How Do I Teach?


I utilize elements of the Suzuki teaching method and materials, plus the western technique with which I grew up, with an emphasis on basic music theory. Students learn to read music early on, and are encouraged to also play by memory.

At our first lesson, the student learns the difference parts of the violin and the difference between Rest Position and Playing Position. A blank music folder is laid on the floor and a violin is drawn on the inside with all the parts labeled.

Next, the student's feet are traced twice on the outside of the folder, one across from each another and again with the left foot slightly forward. When the feet are across from each other, we call this Rest Position, and the violin rests under the right arm. When the student moves their left foot forward into the other footprint to get to playing position, they are taught a series of movements that takes the violin from under the arm to under the chin. 

Later this folder will contain music, so there is an excitement about it as well.

As homework, students are told to study the different parts of the violin, to practice going from rest to playing positions, and to practice holding the violin up with no hands for 30 second intervals in order to strengthen the neck muscles. 

These very simple, but exact exercises help engage the children in a lifelong pursuit of combining creativity with diligence.

Students are also given a listening assignment to do with parents.

At the second lesson, there is first a review and then once the student is comfortable putting the violin up to their own shoulder, they are taught how to hold and handle the bow.

With the bow grip established, stickers are placed on the bow to limit the arm motion of the student, and it is then time to teach the four fundamental bow motions in the Suzuki method:

1. Wa- ter - mel - on  Wa- ter - mel - on

2. I  Like  Choc-olate  Ice  Cream

3. Jack  Rab-bit  Eats  Car-rots

4. Ice  Cream  (shhh!)  Cone

At the third lesson the above four bow patterns are practiced primarily on the two upper strings, the A and E strings and after repetition, which is an essential tool for bringing about confidence, we move to the lower strings as well.

Preliminary training of the left hand for Twinkle is begun by teaching the student the proper hand position on the neck of the violin, and rudimentarily how to place their fingers down on the fingerboard.
The preliminary training can last weeks, and sometimes months, and is not be rushed so that comfort and confidence are gained in a relaxed manner. This helps the child learn that building a good foundation is more important than doing things quickly.

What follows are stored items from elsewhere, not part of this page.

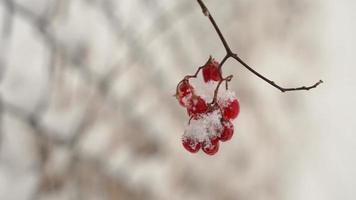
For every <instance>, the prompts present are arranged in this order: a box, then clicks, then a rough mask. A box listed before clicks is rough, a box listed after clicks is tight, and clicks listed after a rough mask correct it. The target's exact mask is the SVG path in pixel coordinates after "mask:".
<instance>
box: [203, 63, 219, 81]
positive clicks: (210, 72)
mask: <svg viewBox="0 0 356 200" xmlns="http://www.w3.org/2000/svg"><path fill="white" fill-rule="evenodd" d="M203 78H204V81H205V82H208V81H220V80H221V76H220V72H219V63H218V62H216V61H215V60H214V59H211V58H210V59H209V61H208V62H207V63H206V64H205V65H204V67H203Z"/></svg>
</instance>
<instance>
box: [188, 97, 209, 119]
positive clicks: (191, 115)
mask: <svg viewBox="0 0 356 200" xmlns="http://www.w3.org/2000/svg"><path fill="white" fill-rule="evenodd" d="M207 110H208V105H207V104H206V102H205V100H204V99H203V98H201V97H200V96H193V97H192V98H191V99H190V102H189V106H188V108H187V111H188V114H189V116H192V115H197V114H201V113H205V112H206V111H207Z"/></svg>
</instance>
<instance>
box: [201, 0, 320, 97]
mask: <svg viewBox="0 0 356 200" xmlns="http://www.w3.org/2000/svg"><path fill="white" fill-rule="evenodd" d="M197 2H198V3H199V5H200V7H201V9H202V12H203V14H204V15H205V16H207V17H208V18H209V20H210V22H211V24H212V25H213V27H214V29H215V31H216V33H217V34H218V36H219V38H220V40H221V42H222V43H223V45H224V48H225V50H226V56H225V57H224V58H223V60H222V61H221V63H220V66H219V69H220V72H221V68H222V66H223V64H224V63H225V62H226V61H227V60H228V59H229V58H233V59H235V60H236V61H238V62H239V63H240V64H242V65H243V66H244V67H245V68H246V69H248V70H249V71H250V72H252V73H253V74H255V75H256V76H258V77H259V78H260V79H262V80H264V81H265V82H267V83H269V84H270V85H272V86H273V87H275V88H277V89H278V90H280V91H281V92H287V91H297V90H310V89H313V88H316V87H317V86H318V85H320V84H321V83H323V81H322V80H319V81H318V82H316V83H315V84H313V85H311V86H300V87H293V88H286V87H282V86H280V85H278V84H276V83H275V82H274V81H272V80H270V79H268V78H267V77H265V76H263V75H262V74H260V73H258V72H257V71H256V70H254V69H253V68H252V67H250V66H249V65H248V64H246V63H245V62H244V61H243V60H242V59H241V58H240V57H239V56H238V55H237V54H236V53H234V52H232V51H231V48H230V46H229V44H228V43H227V41H226V39H225V38H224V36H223V34H222V33H221V30H220V28H219V26H218V25H217V24H216V22H215V20H214V18H213V16H212V15H211V14H210V12H209V10H208V8H207V7H206V5H205V4H204V2H203V1H202V0H197Z"/></svg>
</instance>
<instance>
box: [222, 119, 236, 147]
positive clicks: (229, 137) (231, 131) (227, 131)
mask: <svg viewBox="0 0 356 200" xmlns="http://www.w3.org/2000/svg"><path fill="white" fill-rule="evenodd" d="M222 124H223V130H222V131H221V134H220V136H219V139H220V141H222V142H226V141H228V140H230V139H231V138H232V136H233V135H234V125H233V124H232V123H231V122H230V121H223V123H222Z"/></svg>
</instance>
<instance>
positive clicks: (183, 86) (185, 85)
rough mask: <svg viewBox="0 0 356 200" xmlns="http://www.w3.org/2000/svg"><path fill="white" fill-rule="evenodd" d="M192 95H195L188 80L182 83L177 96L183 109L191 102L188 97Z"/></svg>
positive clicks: (179, 88)
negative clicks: (188, 98) (181, 105)
mask: <svg viewBox="0 0 356 200" xmlns="http://www.w3.org/2000/svg"><path fill="white" fill-rule="evenodd" d="M192 93H193V86H191V85H190V84H189V82H188V81H187V80H184V81H183V82H181V83H180V84H179V85H178V90H177V94H176V98H177V99H178V102H179V104H180V105H182V106H183V107H186V106H187V103H188V102H189V99H187V97H188V95H191V94H192Z"/></svg>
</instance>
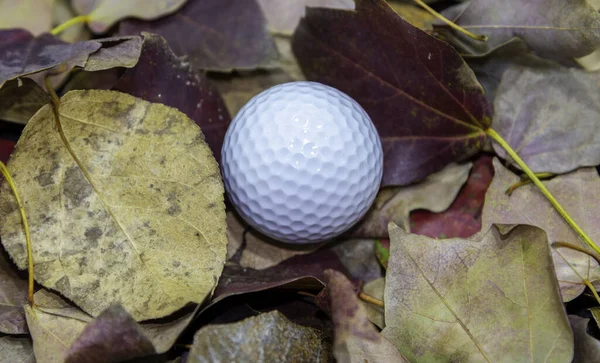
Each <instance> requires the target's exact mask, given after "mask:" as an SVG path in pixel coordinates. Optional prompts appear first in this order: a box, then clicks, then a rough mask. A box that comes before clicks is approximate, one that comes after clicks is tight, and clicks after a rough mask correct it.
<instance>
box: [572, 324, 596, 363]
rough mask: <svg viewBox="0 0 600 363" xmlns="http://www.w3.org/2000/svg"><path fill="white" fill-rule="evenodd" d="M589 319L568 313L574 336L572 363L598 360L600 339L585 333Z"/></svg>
mask: <svg viewBox="0 0 600 363" xmlns="http://www.w3.org/2000/svg"><path fill="white" fill-rule="evenodd" d="M589 321H590V319H584V318H581V317H579V316H577V315H569V322H570V323H571V328H573V335H574V337H575V356H574V357H573V362H574V363H596V362H600V341H599V340H598V339H596V338H594V337H593V336H591V335H589V334H588V333H587V326H588V323H589Z"/></svg>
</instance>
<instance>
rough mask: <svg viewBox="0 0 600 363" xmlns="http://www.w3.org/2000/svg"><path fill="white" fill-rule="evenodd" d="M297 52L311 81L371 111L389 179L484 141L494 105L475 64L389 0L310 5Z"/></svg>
mask: <svg viewBox="0 0 600 363" xmlns="http://www.w3.org/2000/svg"><path fill="white" fill-rule="evenodd" d="M293 50H294V53H295V55H296V57H297V58H298V62H299V64H300V66H301V67H302V70H303V72H304V73H305V75H306V77H307V78H308V79H309V80H313V81H318V82H322V83H325V84H328V85H331V86H333V87H336V88H338V89H340V90H341V91H344V92H346V93H347V94H349V95H350V96H351V97H353V98H354V99H356V101H358V102H359V103H360V104H361V105H362V106H363V107H364V108H365V110H366V111H367V113H368V114H369V115H370V116H371V118H372V120H373V122H374V123H375V126H376V127H377V130H378V131H379V135H380V137H381V139H382V143H383V150H384V175H383V185H403V184H408V183H411V182H414V181H417V180H420V179H423V178H424V177H426V176H427V175H429V174H431V173H433V172H435V171H438V170H440V169H442V167H444V166H445V165H447V164H449V163H450V162H453V161H458V160H461V159H464V158H466V157H468V156H470V155H473V154H475V153H476V152H477V151H479V149H480V148H481V147H482V146H483V144H484V140H485V133H484V131H483V130H485V129H487V128H488V127H489V125H490V119H491V116H490V115H491V107H490V104H489V103H488V101H487V100H486V97H485V95H484V94H483V89H482V88H481V85H480V84H479V83H478V82H477V79H476V78H475V76H474V74H473V72H472V71H471V69H470V68H469V67H468V66H467V64H466V63H465V62H464V61H463V59H462V58H461V57H460V56H459V55H458V53H457V52H456V51H455V50H454V49H453V48H451V47H450V46H449V45H448V44H446V43H444V42H442V41H439V40H437V39H435V38H433V37H431V36H429V35H427V34H426V33H424V32H423V31H421V30H419V29H417V28H415V27H413V26H412V25H410V24H409V23H407V22H406V21H404V20H403V19H402V18H400V17H399V16H398V15H397V14H396V13H395V12H394V11H393V10H392V9H391V8H390V7H389V6H388V5H387V4H386V3H385V2H384V1H382V0H357V1H356V11H344V10H333V9H320V8H309V9H308V11H307V15H306V17H305V18H304V19H303V20H302V21H301V22H300V25H299V26H298V28H296V32H295V33H294V38H293Z"/></svg>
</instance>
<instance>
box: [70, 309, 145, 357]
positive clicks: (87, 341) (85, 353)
mask: <svg viewBox="0 0 600 363" xmlns="http://www.w3.org/2000/svg"><path fill="white" fill-rule="evenodd" d="M154 353H156V351H155V350H154V347H153V345H152V342H150V340H149V339H148V338H147V337H146V336H145V335H144V332H143V331H142V329H141V328H140V326H139V325H138V324H137V323H136V322H135V320H133V319H132V318H131V315H129V314H128V313H127V311H125V309H123V307H122V306H120V305H113V306H111V307H109V308H108V309H106V310H104V311H103V312H102V313H101V314H100V315H99V316H98V317H97V318H96V319H94V320H93V321H91V322H90V323H89V324H87V325H86V327H85V329H83V332H81V335H79V337H78V338H77V340H75V341H74V342H73V344H72V345H71V347H70V348H69V350H68V353H67V356H66V360H65V362H66V363H77V362H87V363H95V362H98V363H102V362H121V361H125V360H129V359H133V358H138V357H143V356H146V355H150V354H154Z"/></svg>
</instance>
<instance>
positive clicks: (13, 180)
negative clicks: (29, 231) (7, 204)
mask: <svg viewBox="0 0 600 363" xmlns="http://www.w3.org/2000/svg"><path fill="white" fill-rule="evenodd" d="M0 172H1V173H2V175H4V178H5V179H6V182H7V183H8V185H9V186H10V189H11V190H12V192H13V194H14V195H15V199H16V200H17V205H18V206H19V212H20V213H21V221H22V222H23V229H24V230H25V246H26V248H27V270H28V271H27V272H28V274H29V276H28V278H29V279H28V280H29V281H28V283H29V284H28V285H29V289H28V294H27V296H28V300H29V304H30V305H31V306H33V305H34V304H33V288H34V283H33V248H32V247H31V235H30V233H29V224H27V216H26V215H25V207H24V206H23V203H22V202H21V198H20V197H19V193H18V192H17V186H16V185H15V181H14V179H13V178H12V176H11V175H10V172H9V171H8V168H7V167H6V165H4V163H3V162H1V161H0Z"/></svg>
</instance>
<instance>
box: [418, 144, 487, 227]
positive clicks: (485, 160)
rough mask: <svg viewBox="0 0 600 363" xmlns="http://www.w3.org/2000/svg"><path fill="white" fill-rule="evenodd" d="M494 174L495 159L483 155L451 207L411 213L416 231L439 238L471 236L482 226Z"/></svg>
mask: <svg viewBox="0 0 600 363" xmlns="http://www.w3.org/2000/svg"><path fill="white" fill-rule="evenodd" d="M493 177H494V166H493V165H492V158H491V157H490V156H488V155H482V156H480V157H479V158H478V159H477V160H476V161H475V162H474V164H473V168H472V169H471V174H469V179H467V182H466V183H465V185H464V186H463V188H462V189H461V190H460V191H459V192H458V196H457V197H456V198H455V199H454V202H452V204H451V205H450V207H449V208H448V209H446V210H445V211H443V212H441V213H432V212H429V211H423V210H418V211H414V212H412V213H411V214H410V230H411V231H412V233H415V234H421V235H425V236H429V237H435V238H452V237H462V238H467V237H470V236H472V235H474V234H475V233H477V232H479V230H480V229H481V211H482V210H483V203H484V199H485V193H486V191H487V189H488V187H489V185H490V183H491V182H492V178H493Z"/></svg>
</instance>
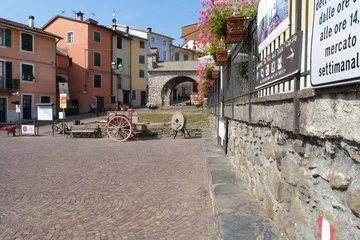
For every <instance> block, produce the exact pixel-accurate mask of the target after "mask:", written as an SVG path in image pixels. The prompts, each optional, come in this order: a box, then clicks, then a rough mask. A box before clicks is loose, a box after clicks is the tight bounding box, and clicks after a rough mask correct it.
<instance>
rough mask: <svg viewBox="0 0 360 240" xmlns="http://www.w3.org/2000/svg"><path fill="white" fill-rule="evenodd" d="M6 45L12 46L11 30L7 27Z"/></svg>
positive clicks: (6, 30) (5, 44) (9, 46)
mask: <svg viewBox="0 0 360 240" xmlns="http://www.w3.org/2000/svg"><path fill="white" fill-rule="evenodd" d="M5 46H6V47H11V30H10V29H5Z"/></svg>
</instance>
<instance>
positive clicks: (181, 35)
mask: <svg viewBox="0 0 360 240" xmlns="http://www.w3.org/2000/svg"><path fill="white" fill-rule="evenodd" d="M180 38H182V39H186V40H193V41H199V30H198V28H197V23H194V24H191V25H187V26H184V27H182V28H181V37H180Z"/></svg>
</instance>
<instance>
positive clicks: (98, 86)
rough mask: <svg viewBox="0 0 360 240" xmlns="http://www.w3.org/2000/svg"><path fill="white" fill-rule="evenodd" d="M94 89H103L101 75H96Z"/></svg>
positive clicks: (94, 80) (95, 75)
mask: <svg viewBox="0 0 360 240" xmlns="http://www.w3.org/2000/svg"><path fill="white" fill-rule="evenodd" d="M94 88H101V75H100V74H96V73H95V74H94Z"/></svg>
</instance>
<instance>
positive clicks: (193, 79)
mask: <svg viewBox="0 0 360 240" xmlns="http://www.w3.org/2000/svg"><path fill="white" fill-rule="evenodd" d="M185 82H193V83H194V82H196V81H195V80H194V79H193V78H191V77H188V76H176V77H173V78H171V79H170V80H168V81H167V82H166V83H165V84H164V86H163V88H162V90H161V105H162V106H170V105H171V101H172V100H171V93H172V91H173V90H174V89H175V87H176V86H177V85H179V84H181V83H185Z"/></svg>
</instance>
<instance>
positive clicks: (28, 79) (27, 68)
mask: <svg viewBox="0 0 360 240" xmlns="http://www.w3.org/2000/svg"><path fill="white" fill-rule="evenodd" d="M34 78H35V76H34V65H30V64H25V63H22V64H21V80H22V81H30V82H32V81H33V80H34Z"/></svg>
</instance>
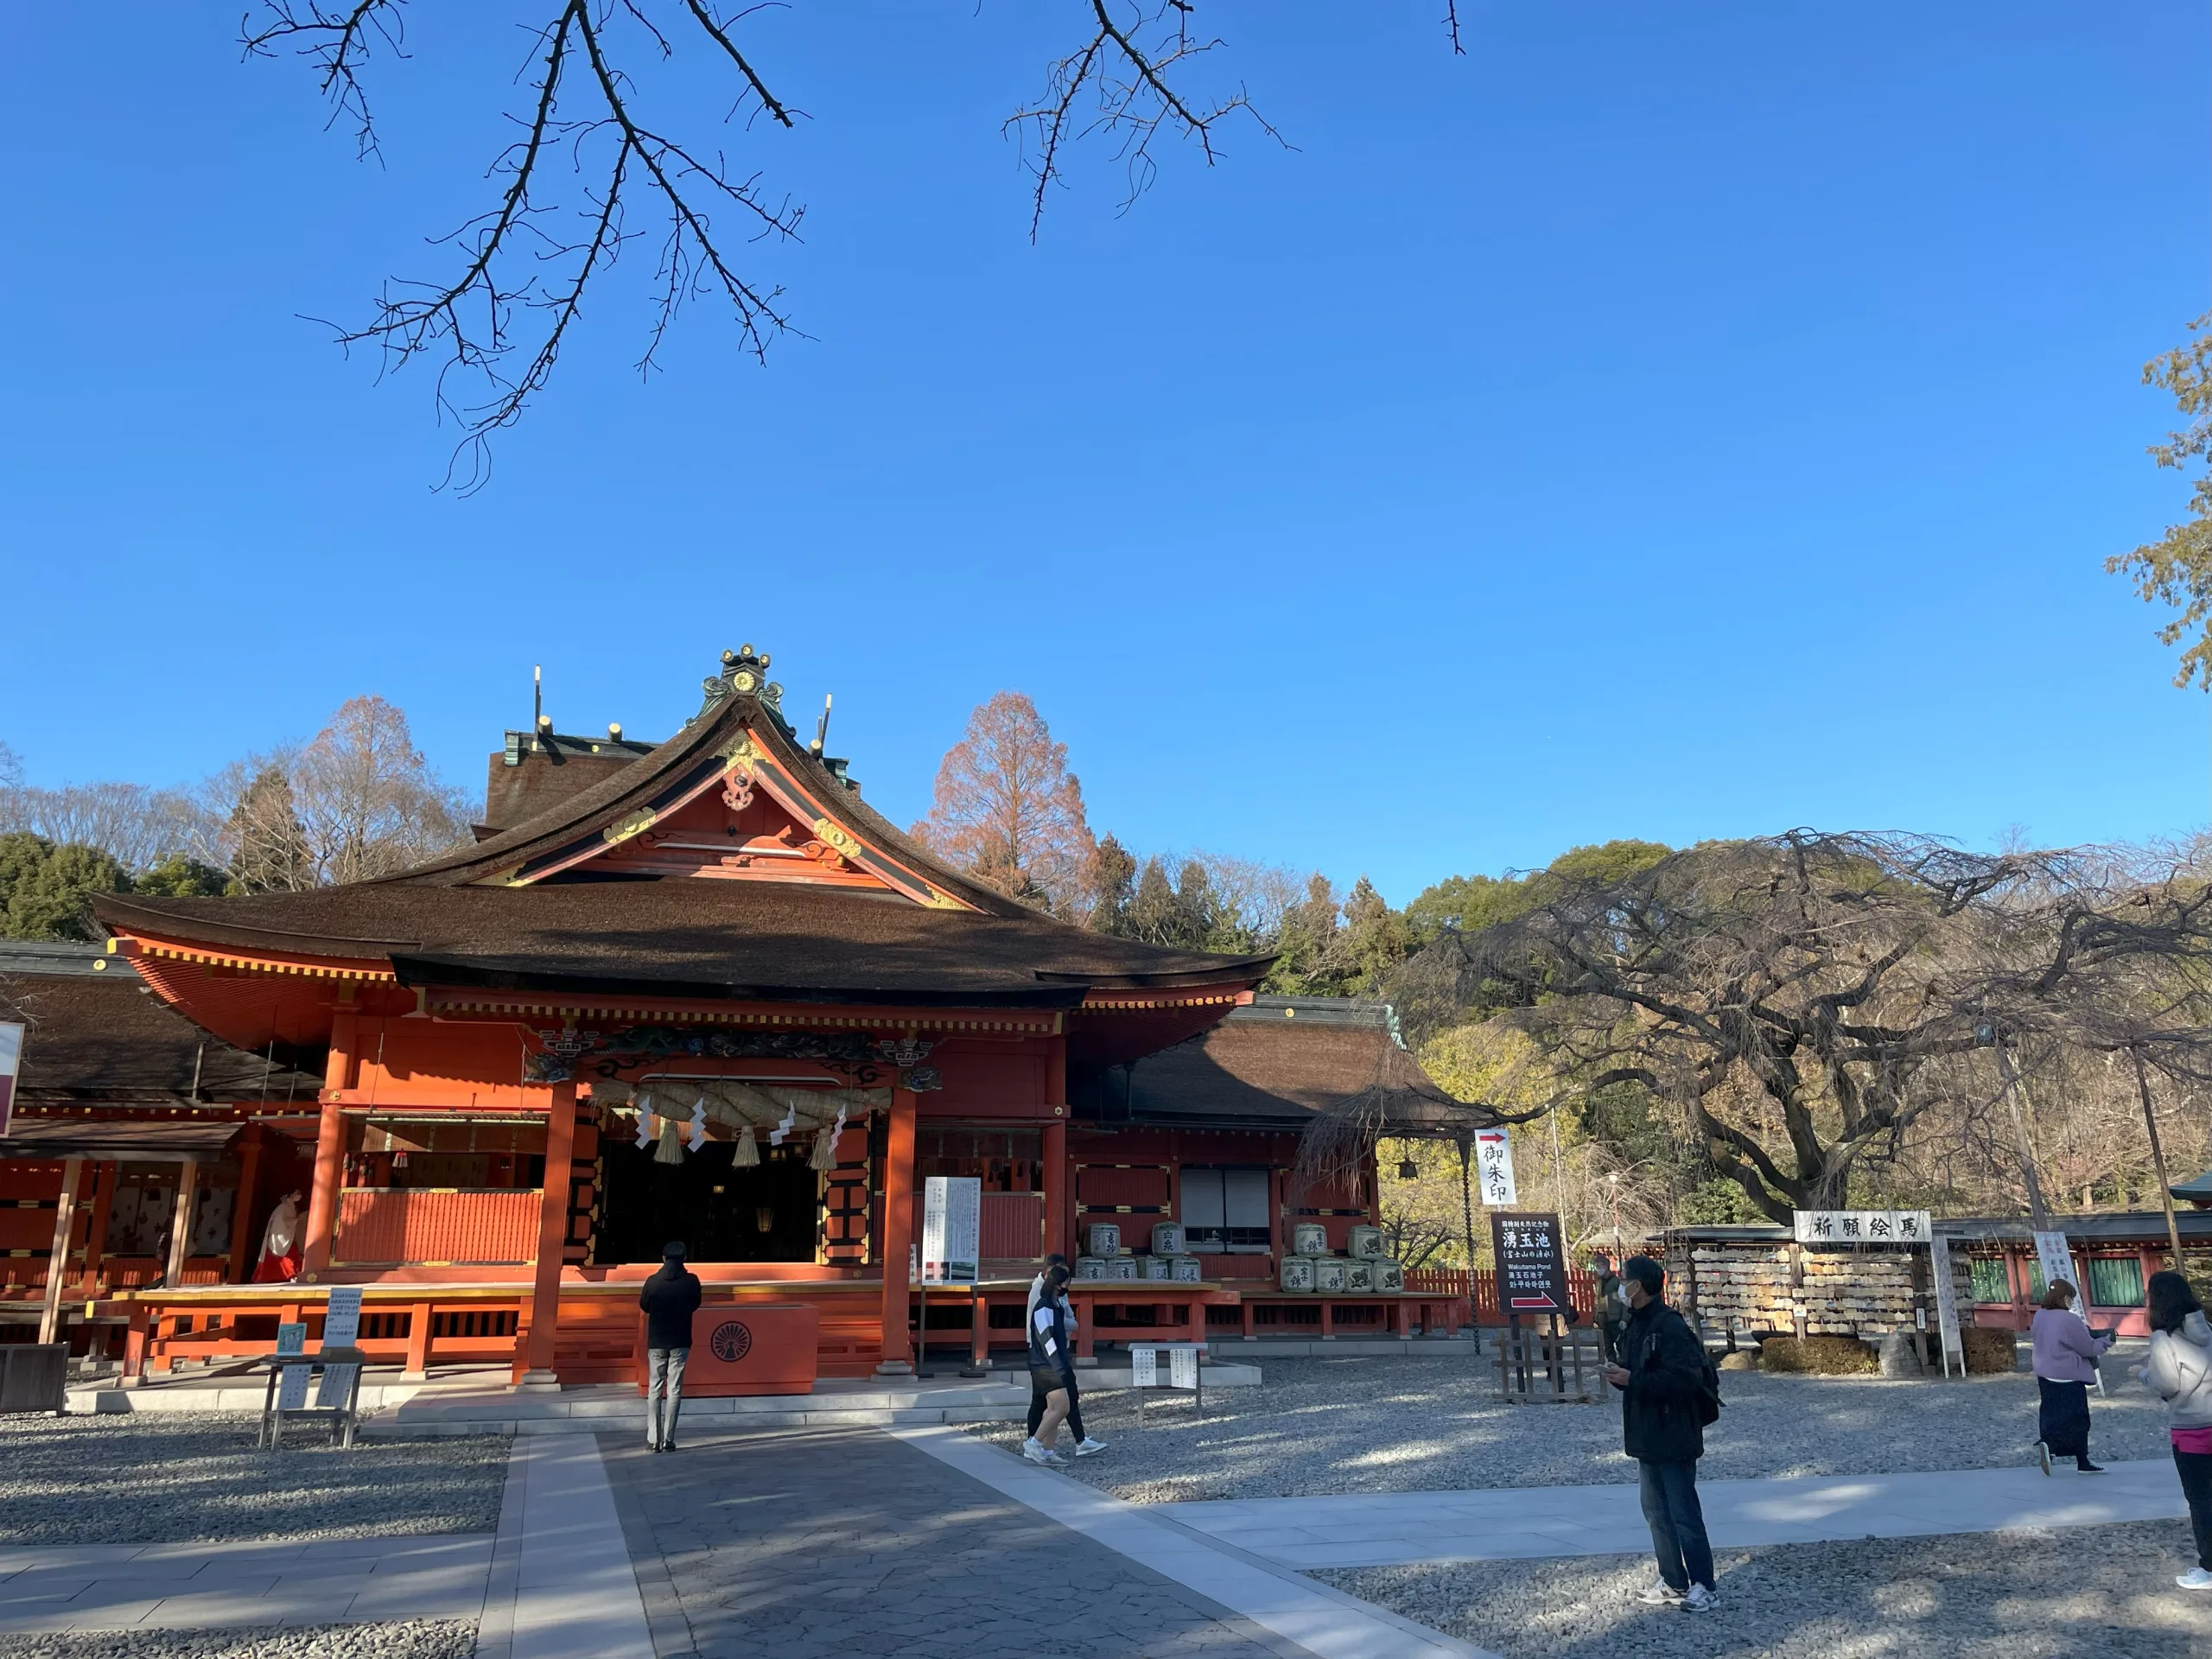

Once Twinkle is started, the student learns to play the tune alone, plainly, then is taught to apply the above four basic rhythms to the same tune until they have five different variations.
Adding small elements each week helps build confidence, which is essential to growth, and songs are chosen for what they have to offer. 

I use practice charts and stickers to help the children keep track and be proud of their progress, and I encourage as much parental involvement as possible.